BOSTON -- With an entire summer in front of them, the Bruins tied up one of their final semi-loose ends and announced a deal that's been in the works for quite a while. The Bruins signed alternate captain, and the team's longest tenured member, Patrice Bergeron to an eight-year deal worth $52 million.
The contract will take Bergeron through age 37, and essentially guarantees that the two-way center, Selke Trophy winner and Stanley Cup champion will get a chance to retire in Black and Gold. It's a rarity in this day and age of free agency, but both sides indicated that was a real desire in negotiations around the extension that will start with the 2014-15 season.
"This truly feels like home to me now after playing here since I was 18 years old," said Bergeron. "I love the fans, I love my teammates. So now I'm hopefully going to be able to stay here my entire career.
"There's a huge amount of pride I feel each and every time I put on that sweater. I feel very fortunate to get a chance to do it for a very long time."
The deal carries with it a $6.5 million cap hit for the life of the deal, and -- like Tuukka Rask -- designates Bergeron as one of the franchise players that Boston will build their franchise around for the next decade.
Bergeron was going to get rewarded for his devotion to the Boston franchise even before playing with a separated shoulder, torn rib cartilage, a broken rib and a punctured lung in Game 6 of the Stanley Cup Final. But that show of toughness, dedication to the team concept and competitiveness was a perfect example of the way Bergeron sets the tone with everything he does.
He isn't the loudest voice inside the dressing room and he isn't the biggest or baddest of this edition of the Bruins, but he is the team's heart and soul more than anybody else on the team.
Combine that with a player in his hockey prime that puts up 20 goals and 60 points a year while putting up Selke Trophy level defense, and is the best face-off guy in the entire NHL, and you start to get a picture of all that Bergeron brings to the table.

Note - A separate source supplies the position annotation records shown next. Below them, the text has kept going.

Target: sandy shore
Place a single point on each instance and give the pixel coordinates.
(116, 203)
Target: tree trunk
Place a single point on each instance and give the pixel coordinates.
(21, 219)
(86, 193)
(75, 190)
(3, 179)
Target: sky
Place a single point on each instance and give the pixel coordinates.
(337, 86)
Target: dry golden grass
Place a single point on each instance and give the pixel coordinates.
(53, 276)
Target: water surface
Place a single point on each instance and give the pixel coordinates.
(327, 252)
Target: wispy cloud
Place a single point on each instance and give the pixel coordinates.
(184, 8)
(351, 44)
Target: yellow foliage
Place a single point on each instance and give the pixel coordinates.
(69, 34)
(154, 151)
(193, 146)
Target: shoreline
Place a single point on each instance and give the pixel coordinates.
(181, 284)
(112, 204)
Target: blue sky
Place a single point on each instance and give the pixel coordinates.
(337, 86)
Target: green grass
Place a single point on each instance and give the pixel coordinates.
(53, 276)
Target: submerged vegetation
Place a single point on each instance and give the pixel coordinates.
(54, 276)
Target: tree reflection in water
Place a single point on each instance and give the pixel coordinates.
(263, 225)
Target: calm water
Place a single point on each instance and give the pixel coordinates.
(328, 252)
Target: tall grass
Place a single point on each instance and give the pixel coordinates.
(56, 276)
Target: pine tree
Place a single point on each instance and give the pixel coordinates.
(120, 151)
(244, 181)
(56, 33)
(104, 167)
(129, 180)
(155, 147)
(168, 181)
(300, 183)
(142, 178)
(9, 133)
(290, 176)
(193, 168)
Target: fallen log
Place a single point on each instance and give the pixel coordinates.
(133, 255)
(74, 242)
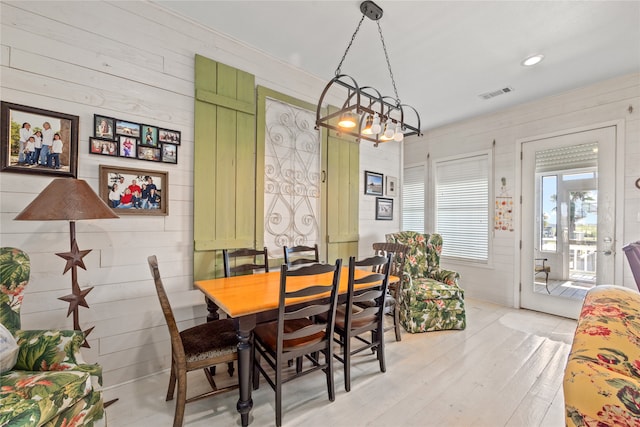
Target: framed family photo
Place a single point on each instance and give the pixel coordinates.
(384, 208)
(38, 141)
(170, 136)
(130, 191)
(103, 127)
(373, 183)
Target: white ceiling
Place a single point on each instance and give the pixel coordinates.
(443, 54)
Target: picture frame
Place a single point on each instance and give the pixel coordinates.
(384, 209)
(149, 136)
(13, 117)
(103, 127)
(128, 147)
(151, 154)
(373, 183)
(170, 153)
(391, 186)
(105, 147)
(126, 128)
(140, 202)
(169, 136)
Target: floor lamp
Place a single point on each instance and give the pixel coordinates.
(69, 199)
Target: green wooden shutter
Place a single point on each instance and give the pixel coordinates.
(343, 169)
(224, 162)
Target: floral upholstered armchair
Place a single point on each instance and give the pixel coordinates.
(431, 299)
(49, 385)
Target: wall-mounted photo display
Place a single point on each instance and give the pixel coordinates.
(127, 128)
(373, 183)
(131, 191)
(149, 136)
(105, 147)
(169, 136)
(38, 141)
(169, 153)
(104, 127)
(128, 146)
(148, 153)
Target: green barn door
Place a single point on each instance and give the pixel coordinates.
(343, 168)
(224, 163)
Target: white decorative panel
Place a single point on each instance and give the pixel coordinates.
(292, 177)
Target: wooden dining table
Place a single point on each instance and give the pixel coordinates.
(253, 299)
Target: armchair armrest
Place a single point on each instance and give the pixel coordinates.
(448, 277)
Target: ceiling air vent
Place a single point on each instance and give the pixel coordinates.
(493, 94)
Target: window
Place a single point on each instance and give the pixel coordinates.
(462, 206)
(413, 198)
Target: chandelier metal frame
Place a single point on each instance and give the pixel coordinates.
(366, 102)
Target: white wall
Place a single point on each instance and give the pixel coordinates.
(130, 60)
(607, 101)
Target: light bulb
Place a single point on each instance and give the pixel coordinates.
(398, 136)
(368, 125)
(388, 131)
(347, 120)
(375, 127)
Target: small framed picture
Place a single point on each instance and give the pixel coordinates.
(384, 208)
(373, 183)
(127, 128)
(170, 153)
(103, 127)
(391, 189)
(149, 136)
(105, 147)
(128, 146)
(148, 153)
(24, 128)
(134, 191)
(170, 136)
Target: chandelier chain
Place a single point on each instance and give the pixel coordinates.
(386, 55)
(353, 37)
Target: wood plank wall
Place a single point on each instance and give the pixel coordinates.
(135, 61)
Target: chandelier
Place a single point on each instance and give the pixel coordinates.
(365, 113)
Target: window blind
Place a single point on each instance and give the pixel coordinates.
(413, 189)
(462, 207)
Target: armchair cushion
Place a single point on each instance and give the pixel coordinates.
(8, 350)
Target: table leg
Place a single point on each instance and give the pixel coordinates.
(246, 325)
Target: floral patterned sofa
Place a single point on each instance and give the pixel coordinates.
(430, 298)
(50, 385)
(602, 377)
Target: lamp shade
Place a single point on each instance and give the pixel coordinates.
(66, 199)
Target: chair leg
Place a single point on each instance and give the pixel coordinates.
(172, 383)
(178, 418)
(396, 322)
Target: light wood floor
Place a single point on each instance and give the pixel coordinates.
(505, 369)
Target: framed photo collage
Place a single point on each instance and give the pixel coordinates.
(121, 138)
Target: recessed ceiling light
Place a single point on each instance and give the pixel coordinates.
(532, 60)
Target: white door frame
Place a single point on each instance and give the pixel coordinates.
(620, 133)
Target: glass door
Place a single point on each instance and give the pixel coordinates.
(568, 206)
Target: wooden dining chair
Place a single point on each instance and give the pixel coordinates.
(301, 255)
(245, 261)
(199, 347)
(399, 256)
(353, 321)
(294, 335)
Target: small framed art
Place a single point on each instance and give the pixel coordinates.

"Patrice is the kind of high character player that we feel comfortable making this kind of commitment to," said Peter Chiarelli. "Clearly there's some level of risk in a long term deal, but Bergie is one of those players that we call a 'pillar of the team.'
"Patrice is the kind of player that we point as an example of what we're looking for here. This is a deal that we're very happy to announce."
With Bergeron and Rask now locked up and Tyler Seguin dealt to the Dallas Stars, it would appear the Bruins and Chiarelli have checked off all the boxes on their offseason list. But it isn't lost on anyone that retaining their best all-around player and spiritual leader in the dressing right might turn out to be the best move of all.